Не отпуская ног пугала, я гляжу вниз, и меня охватывает головокружение. Воронка углубляется с пугающей скоростью, и водоворот уходит все ниже и ниже, пока подо мной не появляется бесконечный туннель. Вода ревет мне в уши, как товарняк. От соленых брызг уже мутит.
Пугало произносит:
– Если хочешь спуститься, тебе пора.
Все это время я думал только о том, как бы удержаться.
– Подожди, ты хочешь сказать…
– Если ты не надумал насчет якоря, конечно.
При одной мысли о том, чтобы рухнуть вглубь водоворота, я залезаю пугалу на плечи и вцепляюсь в него изо всех сил.
Если я решусь, ничего уже не изменить. Нет ни страховки, чтобы замедлить падение, ни камеры, чтобы хотя бы запечатлеть его. Никто не поймает меня у самого дна и не поможет удержаться на ногах. Но я должен это сделать. Должен довериться силе тяготения. За этим я сюда и плыл. Я заполняю голову мыслями, которые до сих пор помогали мне идти вперед. Думаю о родителях и их пугающей беспомощности. Думаю о штурмане и его добровольной жертве. Думаю о сестре, понимающей, что крепости из картонных коробок могут стать слишком настоящими, и о капитане, который отравлял мне жизнь и все же готовил к этому моменту. Я пройду крещение бездной. Конечно, попугай назвал бы это величайшим поражением. Ну что ж, если это провал из провалов, я готов провалиться с достоинством.
– Только не наткнись на шест, – наставляет пугало. – На этом прощай.
Я ныряю в воронку, готовый наконец познать неведомые глубины Бездны Челленджера.
153. Всепоглощающее «никогда»
Есть книги, которые я не дочитаю, игры, которые я не пройду, и фильмы, которые я не досмотрю. Никогда.
Бывает, что мы сталкиваемся с этим «никогда» нос к носу и оно поглощает нас.
Однажды я попытался с ним бороться – когда понял, что вполне могу никогда больше не услышать некоторых песен из собственного телефона. Я сел за компьютер и собрал все в один большой плейлист. Там было три тысячи шестьсот двадцать восемь песен – двести двадцать три и шесть десятых часа музыки. Я слушал его несколько дней, но потом потерял интерес.

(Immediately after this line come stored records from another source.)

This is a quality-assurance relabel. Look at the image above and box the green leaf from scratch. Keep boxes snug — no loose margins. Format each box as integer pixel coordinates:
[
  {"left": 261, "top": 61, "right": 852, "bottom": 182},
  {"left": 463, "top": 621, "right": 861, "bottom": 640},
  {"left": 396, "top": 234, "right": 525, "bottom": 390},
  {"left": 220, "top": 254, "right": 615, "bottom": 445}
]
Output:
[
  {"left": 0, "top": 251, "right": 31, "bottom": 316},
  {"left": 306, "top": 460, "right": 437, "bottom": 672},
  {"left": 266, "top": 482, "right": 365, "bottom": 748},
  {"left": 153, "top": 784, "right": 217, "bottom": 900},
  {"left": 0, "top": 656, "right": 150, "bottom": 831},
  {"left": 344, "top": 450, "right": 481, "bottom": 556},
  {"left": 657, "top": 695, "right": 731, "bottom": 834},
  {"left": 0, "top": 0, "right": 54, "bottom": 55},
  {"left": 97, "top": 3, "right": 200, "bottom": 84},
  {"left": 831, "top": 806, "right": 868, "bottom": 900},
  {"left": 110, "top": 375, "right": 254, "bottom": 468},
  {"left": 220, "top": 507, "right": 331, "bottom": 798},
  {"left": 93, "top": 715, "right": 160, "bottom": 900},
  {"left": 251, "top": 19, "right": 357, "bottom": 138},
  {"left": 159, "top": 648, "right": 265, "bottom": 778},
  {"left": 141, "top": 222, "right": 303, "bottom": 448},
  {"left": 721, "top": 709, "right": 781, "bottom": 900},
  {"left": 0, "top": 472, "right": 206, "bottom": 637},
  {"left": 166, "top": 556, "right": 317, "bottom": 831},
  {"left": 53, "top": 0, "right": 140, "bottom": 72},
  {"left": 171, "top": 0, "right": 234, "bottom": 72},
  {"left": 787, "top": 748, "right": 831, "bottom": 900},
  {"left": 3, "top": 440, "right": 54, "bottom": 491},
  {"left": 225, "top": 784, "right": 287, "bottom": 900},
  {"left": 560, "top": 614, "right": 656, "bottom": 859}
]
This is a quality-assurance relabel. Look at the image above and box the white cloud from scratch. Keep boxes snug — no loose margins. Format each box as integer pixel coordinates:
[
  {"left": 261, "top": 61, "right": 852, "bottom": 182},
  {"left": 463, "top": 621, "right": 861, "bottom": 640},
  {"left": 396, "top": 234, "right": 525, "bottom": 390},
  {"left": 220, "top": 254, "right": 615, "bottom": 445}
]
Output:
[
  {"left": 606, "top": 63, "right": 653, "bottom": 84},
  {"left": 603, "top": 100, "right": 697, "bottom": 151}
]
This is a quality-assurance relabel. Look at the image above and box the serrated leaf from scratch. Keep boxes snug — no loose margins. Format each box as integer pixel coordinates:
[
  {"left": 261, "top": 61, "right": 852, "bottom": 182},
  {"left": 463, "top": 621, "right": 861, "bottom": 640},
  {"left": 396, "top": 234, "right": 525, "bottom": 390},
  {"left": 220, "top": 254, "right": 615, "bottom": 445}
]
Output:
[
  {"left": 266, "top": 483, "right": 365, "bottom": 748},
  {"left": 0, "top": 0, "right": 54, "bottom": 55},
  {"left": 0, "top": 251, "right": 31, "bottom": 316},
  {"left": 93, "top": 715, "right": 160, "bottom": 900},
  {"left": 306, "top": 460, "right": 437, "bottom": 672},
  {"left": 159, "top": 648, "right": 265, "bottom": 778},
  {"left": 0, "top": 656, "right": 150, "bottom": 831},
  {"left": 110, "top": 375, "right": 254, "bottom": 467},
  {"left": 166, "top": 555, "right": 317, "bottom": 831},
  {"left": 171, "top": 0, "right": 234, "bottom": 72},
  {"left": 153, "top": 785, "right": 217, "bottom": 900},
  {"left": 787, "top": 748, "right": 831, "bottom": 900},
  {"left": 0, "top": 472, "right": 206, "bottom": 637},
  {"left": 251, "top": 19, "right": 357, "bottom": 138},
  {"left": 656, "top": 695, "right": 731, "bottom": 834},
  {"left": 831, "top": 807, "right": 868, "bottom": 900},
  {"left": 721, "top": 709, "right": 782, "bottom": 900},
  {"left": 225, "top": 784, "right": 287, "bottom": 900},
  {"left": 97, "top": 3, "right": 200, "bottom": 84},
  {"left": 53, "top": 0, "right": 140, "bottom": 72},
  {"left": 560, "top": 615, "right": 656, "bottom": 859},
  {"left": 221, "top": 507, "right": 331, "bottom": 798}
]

А теперь я оплакиваю: песни, которым никогда больше не раздаться в моих ушах, слова и истории со страниц, которые я никогда не открою. Я оплакиваю свой пятнадцатый год жизни. Теперь, отныне и до конца времен, я не смогу прожить его так, как нужно. Отмотать и пережить заново, без капитана, попугая, таблеток и Кухни из Белого Пластика с ее урчащими животами, без шнурков на ботинках. Звезды погаснут и Вселенная перестанет существовать, прежде чем я получу этот год назад.
Вот какая гиря прикована к моей ноге, и она куда тяжелее любого якоря. С этим-то вечным «никогда» мне и предстоит сразиться. Я до сих пор не знаю, исчезну ли в нем или найду способ прорваться дальше.
Я падаю в воронку одиннадцать километров глубиной. Я расставляю руки, как крылья, и отдаюсь падению. Океан бушует, не переставая закручиваться спиралью вокруг похожего на червоточину воздушного столба.
Сквозь стену ревущей воды я вижу, как бок о бок со мной плывет по спирали Змей Бездны – преследует меня, как раньше преследовал корабль. Я жду, что он бросится сквозь толщу вод и поглотит меня, но он не спешит это делать. Небо и солнце превратились в крохотную точку над головой, и все вокруг окрашено в темно-голубые тона. Сколько еще я пролечу, прежде чем вода почернеет и я окажусь в полной темноте?
Чтобы долететь до дна впадины, нужно три с половиной минуты, но я падаю гораздо дольше. Кажется, уже много часов. Время измерять нечем, но, судя по тому, как у меня закладывает уши, давление растет. Сколько атмосфер давит на меня сверху? Ни один барометр не смог бы этого измерить.
«Все, кто хвалился, что видел дно, лгут», – сказал капитан. Теперь я понимаю, что это правда.
Потом внизу возникает ужасное зрелище – значит, дно близко. Из водяного туннеля торчат обломки кораблей. Я налетаю на кончик мачты, и он обламывается. Я пролетаю сквозь изорванные остатки новых и новых парусов, которым не удается меня удержать, и наконец вязну в сером иле, которым устлано дно мира. Ил похож на старый добрый деготь, приползший сюда умирать.